Georgia: IFC Helps Boost Access to Finance for Smaller Businesses and Women Entrepreneurs
International Finance Corporation (IFC), a member of the World Bank Group, announced today a long-term local currency loan of 100 million Georgian lari (about $35 million) to Bank of Georgia to help boost access to finance for smaller businesses and women entrepreneurs. The investment is supported by the Women Entrepreneurs Opportunity Facility, a pioneering global initiative by IFC and the Goldman Sachs Foundation to expand access to capital for women entrepreneurs.

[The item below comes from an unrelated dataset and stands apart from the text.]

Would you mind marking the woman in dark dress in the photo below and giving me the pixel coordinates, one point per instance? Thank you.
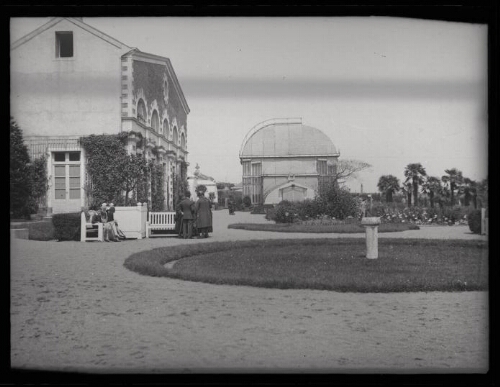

Access to finance is the second most-cited problem for businesses in Georgia, according to the World Economic Forum’s Global Competitiveness Index 2017-2018. While small and medium enterprises (SMEs) make up the majority of Georgian businesses, they receive only about 20 percent of bank lending. IFC estimates the total finance gap for SMEs in Georgia at $2.1 billion, with demand from women-owned enterprises accounting for 43 percent of the gap, according to the 2017 MSME Finance Gap Report. IFC’s investment aims to address this by helping Bank of Georgia expand its crucial local currency lending to micro, small, and medium enterprises (MSMEs), with a quarter of the loan earmarked for women-owned businesses.